Your father never keeps a job so you are always poor. He moves you around the country a lot. A different school every year. Sometimes more than one a year. You never learn how to build and develop stable relationships over time. The neighborhoods you live in are rough. Every time you move into a new one you have to let the biggest, baddest girl beat you up, because you are small and don’t know how to fight. It’s okay because as long as you have the guts to show up she ends up being your pal and protector, and you end up helping her with her homework. You feel like you are fighting in a war, but for what? You don’t know.

When you are sixteen, because you have found a way to make him leave you alone, your father tells you they are moving without you and you need to find some other place to live. Your mother is crying but she is helpless to do anything. You find a place. You survive. You beat the odds. You finish High School. You feel like you have won a war. You can go home. But you have no home to go to.

You join the military. Because you are smart and responsible they build you into a leader. They mentor you. They parent you. They sibling you. You develop confidence, self-respect, and belonging. You believe in them. You believe in yourself. They become your family. The one you never really had. You would do almost anything for them, for your country. You would die for them, for the whole country of them.

And then they rape you. Your body is someone’s war zone again. Suddenly you are a slut, a whore. You asked for it. It’s your fault. Be quiet. Shut up. Get over it. Shut up. Just get over it! But you can’t. Because everything has changed now. Everything.

Once again you are alone. But now you know it’s possible to NOT be alone. It’s possible to belong somewhere, to be part of something greater than yourself. Now the loss really hurts. You feel lonelier than you have ever felt.

And now you are broken.

You don’t know it’s called Military Sexual Trauma (MST) and Post Traumatic Stress Disorder (PTSD). They haven’t even named it yet. All you know is you can’t sleep. Certain things drop you into a cold shaking sweat. Memories hit you like a baseball bat across the face. You can’t stand crowds, or crowded streets. You have to sit with your back to a wall. You constantly scan for danger. You do perimeter checks before you can lie down at night. And god help the person that sneaks up behind you or touches you without warning you first, if you don’t see them or know they’re there. Sometimes a smell, or sound, or sight throws you right back there and it’s like it’s really happening all over again. You are fighting a war inside yourself, and your spirit has become the killing field.
It’s an invisible war because no one can see a missing limb. And no one wants to hear about it. No one wants to know. They just want you to get over it. It’s invisible because it’s fought against women, and believe it or not against men, in the shadows. Very few perpetrators ever see any prison time or even bad conduct discharges. Often, instead, they are promoted and moved, while their victims are processed out of the service with less than honorable discharges–making them ineligible for veteran’s benefits, including mental health services. It’s invisible because it’s swept under the proverbial carpet.
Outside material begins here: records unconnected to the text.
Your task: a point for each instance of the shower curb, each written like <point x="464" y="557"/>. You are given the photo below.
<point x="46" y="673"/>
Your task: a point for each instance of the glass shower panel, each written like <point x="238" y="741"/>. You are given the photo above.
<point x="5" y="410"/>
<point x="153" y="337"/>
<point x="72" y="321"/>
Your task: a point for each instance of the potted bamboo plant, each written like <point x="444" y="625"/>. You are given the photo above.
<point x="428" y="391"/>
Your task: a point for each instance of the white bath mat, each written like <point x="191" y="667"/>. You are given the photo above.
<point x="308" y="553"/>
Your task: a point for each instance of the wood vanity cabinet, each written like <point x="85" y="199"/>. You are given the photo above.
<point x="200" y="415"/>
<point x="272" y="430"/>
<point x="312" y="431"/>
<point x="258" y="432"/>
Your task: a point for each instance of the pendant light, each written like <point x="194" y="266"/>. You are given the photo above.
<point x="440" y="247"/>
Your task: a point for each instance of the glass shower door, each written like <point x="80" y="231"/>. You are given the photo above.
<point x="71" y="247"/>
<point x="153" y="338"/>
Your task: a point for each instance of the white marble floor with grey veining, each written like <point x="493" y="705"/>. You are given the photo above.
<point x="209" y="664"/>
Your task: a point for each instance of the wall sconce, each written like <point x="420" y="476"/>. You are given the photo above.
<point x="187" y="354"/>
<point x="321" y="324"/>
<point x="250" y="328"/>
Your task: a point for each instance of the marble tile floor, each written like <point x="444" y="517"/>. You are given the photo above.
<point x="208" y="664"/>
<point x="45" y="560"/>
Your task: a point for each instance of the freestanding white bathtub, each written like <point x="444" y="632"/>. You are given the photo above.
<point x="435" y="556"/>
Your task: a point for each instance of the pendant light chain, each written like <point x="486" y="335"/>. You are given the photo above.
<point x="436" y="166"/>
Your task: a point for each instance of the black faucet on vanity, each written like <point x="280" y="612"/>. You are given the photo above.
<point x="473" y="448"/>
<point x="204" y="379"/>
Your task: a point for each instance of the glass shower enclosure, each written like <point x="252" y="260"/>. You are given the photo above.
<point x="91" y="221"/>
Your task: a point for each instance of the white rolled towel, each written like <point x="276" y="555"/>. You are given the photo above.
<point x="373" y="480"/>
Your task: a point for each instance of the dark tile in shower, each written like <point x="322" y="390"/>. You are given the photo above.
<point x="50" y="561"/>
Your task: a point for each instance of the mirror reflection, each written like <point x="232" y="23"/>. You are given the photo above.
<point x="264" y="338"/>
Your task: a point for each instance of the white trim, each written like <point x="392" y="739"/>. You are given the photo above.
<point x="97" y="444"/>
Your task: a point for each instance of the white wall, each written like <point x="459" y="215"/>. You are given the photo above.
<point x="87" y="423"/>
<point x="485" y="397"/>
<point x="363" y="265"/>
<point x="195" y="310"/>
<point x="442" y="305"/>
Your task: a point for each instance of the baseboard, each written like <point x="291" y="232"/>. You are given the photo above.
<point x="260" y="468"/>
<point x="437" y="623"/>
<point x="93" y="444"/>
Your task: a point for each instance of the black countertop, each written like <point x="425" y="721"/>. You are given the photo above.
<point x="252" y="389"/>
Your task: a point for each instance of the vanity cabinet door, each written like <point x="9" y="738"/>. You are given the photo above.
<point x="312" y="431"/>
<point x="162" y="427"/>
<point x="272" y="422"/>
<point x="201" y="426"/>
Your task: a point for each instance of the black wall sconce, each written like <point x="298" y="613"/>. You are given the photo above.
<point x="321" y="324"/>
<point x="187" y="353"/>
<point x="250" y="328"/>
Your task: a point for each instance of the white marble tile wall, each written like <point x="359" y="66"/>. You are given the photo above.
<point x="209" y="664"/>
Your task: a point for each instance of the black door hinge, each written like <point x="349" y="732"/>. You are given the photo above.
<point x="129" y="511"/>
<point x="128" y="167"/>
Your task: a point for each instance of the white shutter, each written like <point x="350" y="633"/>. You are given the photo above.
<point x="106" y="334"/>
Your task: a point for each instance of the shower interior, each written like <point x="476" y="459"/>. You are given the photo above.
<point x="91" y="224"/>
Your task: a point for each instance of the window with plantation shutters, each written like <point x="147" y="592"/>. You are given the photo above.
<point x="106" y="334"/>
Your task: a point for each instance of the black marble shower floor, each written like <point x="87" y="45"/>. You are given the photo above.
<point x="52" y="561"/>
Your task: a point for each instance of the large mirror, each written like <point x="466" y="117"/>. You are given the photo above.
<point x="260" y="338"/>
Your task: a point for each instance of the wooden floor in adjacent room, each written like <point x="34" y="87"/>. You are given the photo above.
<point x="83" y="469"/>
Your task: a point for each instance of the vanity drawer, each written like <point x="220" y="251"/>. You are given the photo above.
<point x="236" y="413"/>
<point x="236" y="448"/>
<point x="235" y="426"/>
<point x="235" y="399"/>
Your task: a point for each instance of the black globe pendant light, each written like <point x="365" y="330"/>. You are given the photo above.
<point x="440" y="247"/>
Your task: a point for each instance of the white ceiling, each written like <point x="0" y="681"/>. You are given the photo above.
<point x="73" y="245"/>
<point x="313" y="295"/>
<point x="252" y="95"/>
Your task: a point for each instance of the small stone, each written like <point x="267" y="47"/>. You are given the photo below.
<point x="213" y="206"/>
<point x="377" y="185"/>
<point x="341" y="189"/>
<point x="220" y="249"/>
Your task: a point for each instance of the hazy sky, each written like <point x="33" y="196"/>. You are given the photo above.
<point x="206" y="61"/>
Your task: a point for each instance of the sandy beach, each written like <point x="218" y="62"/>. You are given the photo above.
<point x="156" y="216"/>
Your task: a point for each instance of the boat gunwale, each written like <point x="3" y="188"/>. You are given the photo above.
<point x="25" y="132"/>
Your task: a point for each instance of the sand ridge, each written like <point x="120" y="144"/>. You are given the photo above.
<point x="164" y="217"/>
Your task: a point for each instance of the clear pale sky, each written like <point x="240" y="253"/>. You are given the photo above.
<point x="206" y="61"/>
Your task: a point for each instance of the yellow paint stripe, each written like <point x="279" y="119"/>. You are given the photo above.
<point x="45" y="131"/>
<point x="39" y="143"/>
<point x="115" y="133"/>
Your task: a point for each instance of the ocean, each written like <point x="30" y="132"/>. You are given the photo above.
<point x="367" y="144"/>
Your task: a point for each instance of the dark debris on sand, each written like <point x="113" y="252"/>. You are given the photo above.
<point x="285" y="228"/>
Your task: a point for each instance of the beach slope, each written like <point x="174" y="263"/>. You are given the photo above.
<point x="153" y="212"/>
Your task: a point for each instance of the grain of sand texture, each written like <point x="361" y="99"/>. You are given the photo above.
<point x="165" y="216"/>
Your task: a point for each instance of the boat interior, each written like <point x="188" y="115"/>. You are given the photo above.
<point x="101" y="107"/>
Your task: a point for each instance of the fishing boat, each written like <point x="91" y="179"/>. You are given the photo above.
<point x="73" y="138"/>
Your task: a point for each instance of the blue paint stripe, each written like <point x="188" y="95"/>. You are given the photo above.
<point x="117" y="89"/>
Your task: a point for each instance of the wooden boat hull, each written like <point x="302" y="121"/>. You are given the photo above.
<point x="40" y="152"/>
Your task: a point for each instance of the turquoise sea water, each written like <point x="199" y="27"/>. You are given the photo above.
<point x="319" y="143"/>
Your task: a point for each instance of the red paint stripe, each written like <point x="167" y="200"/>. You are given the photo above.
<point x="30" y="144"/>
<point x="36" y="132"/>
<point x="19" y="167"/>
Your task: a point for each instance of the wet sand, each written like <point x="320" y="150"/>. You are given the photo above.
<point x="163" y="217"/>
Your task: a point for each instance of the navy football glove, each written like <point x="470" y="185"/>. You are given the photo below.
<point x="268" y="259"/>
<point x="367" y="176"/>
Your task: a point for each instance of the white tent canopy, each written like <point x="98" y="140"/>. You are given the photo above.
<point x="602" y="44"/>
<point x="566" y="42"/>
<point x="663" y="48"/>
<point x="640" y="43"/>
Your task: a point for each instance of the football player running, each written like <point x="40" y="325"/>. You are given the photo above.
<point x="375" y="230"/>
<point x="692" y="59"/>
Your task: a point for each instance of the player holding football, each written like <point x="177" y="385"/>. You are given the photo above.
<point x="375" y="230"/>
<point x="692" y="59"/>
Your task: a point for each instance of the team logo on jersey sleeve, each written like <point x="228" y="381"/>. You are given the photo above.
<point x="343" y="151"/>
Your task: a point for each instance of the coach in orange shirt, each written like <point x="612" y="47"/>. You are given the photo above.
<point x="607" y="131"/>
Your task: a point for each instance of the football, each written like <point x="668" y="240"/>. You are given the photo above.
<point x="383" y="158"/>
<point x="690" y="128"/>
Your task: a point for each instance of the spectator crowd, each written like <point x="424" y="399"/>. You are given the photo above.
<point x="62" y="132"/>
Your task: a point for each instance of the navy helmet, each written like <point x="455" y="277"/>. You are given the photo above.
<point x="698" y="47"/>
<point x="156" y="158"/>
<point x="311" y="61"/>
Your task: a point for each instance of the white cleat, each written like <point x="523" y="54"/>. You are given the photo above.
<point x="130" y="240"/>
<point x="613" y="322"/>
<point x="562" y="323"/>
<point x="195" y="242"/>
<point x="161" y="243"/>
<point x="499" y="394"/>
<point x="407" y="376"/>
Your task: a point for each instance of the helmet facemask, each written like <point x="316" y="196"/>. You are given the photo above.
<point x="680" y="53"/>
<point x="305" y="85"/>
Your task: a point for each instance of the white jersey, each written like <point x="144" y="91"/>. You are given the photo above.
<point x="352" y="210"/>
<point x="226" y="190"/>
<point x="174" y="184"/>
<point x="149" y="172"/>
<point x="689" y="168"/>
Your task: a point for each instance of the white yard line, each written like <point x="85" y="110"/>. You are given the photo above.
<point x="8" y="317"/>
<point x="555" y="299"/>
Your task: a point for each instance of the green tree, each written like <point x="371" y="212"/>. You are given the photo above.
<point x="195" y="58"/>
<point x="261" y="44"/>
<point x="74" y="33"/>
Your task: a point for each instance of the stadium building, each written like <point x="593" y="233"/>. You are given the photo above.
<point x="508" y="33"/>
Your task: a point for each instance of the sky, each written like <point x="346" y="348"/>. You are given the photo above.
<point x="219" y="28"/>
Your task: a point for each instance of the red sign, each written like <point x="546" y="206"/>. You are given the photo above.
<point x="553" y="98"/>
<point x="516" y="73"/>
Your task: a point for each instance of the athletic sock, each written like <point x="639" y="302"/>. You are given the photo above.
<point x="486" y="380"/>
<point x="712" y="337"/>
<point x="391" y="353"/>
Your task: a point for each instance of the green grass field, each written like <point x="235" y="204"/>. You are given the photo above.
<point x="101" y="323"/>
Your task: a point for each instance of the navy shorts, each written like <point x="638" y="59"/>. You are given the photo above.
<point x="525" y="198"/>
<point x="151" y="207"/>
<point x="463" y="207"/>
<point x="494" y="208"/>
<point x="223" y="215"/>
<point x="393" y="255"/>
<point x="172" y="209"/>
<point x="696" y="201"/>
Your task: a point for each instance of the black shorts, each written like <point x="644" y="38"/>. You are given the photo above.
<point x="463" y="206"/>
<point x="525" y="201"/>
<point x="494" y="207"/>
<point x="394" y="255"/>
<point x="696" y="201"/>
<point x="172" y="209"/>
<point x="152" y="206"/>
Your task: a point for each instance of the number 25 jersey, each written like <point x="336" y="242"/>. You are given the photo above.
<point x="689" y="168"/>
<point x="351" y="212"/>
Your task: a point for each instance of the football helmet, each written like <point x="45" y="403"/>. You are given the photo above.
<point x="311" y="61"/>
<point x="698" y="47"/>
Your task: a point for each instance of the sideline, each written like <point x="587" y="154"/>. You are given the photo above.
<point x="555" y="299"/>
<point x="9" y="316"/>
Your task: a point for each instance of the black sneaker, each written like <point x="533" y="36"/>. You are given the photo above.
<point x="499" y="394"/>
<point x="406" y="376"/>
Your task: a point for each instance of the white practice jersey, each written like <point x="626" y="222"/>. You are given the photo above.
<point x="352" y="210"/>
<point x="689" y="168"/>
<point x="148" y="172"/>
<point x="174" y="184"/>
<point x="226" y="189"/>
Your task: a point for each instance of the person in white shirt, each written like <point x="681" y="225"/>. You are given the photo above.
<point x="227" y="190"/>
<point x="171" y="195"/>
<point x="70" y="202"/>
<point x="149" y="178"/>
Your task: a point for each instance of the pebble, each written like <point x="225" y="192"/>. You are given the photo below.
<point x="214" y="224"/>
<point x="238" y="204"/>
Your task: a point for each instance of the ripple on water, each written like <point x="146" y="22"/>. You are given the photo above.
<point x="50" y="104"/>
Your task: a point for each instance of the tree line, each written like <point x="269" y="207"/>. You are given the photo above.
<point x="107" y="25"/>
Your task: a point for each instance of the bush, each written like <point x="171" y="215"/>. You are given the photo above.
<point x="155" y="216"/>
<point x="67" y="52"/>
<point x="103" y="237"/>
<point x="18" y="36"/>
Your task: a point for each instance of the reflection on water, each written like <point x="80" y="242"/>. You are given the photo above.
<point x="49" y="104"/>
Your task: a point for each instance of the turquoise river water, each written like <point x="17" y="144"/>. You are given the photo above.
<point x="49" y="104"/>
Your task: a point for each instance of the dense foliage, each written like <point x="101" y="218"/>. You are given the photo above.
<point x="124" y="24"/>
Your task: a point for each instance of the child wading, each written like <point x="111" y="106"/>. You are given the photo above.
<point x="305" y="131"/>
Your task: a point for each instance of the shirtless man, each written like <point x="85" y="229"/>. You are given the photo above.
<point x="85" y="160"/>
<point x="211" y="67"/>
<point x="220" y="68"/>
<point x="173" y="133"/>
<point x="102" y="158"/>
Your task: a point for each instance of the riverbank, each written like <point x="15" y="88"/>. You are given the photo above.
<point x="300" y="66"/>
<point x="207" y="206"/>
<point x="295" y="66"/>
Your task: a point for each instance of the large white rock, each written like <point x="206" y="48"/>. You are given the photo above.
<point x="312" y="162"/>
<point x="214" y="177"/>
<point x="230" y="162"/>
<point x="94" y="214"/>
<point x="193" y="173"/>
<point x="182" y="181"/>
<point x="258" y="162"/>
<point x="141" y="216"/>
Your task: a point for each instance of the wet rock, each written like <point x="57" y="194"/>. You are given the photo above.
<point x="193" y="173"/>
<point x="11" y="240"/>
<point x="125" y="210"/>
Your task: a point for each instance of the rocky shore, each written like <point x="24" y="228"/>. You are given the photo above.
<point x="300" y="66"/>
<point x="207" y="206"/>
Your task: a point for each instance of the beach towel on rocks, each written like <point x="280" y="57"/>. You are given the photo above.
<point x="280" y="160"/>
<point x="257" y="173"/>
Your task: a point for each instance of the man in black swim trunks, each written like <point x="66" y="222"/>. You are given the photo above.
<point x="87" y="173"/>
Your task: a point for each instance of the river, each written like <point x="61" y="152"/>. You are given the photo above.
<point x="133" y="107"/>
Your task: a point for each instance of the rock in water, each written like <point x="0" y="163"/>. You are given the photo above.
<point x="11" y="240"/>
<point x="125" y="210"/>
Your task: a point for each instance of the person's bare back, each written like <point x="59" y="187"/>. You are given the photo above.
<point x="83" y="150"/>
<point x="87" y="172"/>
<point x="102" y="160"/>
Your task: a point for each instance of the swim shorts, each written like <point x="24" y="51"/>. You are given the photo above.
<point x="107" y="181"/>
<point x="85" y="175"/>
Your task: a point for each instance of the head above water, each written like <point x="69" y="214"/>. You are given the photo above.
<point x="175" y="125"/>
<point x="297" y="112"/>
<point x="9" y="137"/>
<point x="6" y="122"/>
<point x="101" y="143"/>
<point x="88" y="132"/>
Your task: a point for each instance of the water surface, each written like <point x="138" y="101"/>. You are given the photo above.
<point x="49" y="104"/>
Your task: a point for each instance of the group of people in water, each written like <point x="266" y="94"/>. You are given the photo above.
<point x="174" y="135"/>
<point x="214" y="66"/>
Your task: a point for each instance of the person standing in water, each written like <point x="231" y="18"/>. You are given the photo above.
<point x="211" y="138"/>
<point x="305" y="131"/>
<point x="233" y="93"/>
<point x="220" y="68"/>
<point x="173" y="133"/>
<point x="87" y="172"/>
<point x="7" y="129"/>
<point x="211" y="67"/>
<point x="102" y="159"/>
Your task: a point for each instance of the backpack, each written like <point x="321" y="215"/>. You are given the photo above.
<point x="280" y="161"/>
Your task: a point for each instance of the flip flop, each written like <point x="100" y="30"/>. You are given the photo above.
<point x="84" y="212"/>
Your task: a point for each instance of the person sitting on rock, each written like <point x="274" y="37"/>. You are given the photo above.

So you are also fighting a war with the patriarchy that wants to keep things as they are. The way that lets predators rape women and men and get away with it, while their victims are at best ignored and at worst criminalized in the military justice system.

There is also war in the moments where fear, duty, shame, courage, and friendship vie with each other: fire fights that scare the hell out of you and you want to run for cover but you know if you do someone depending on you will probably die, and in the split seconds you have to decide who you can save and who you have to let die, and …

The thing is, there are all kinds of wars and they all end up being fought on the inside of people, don’t they?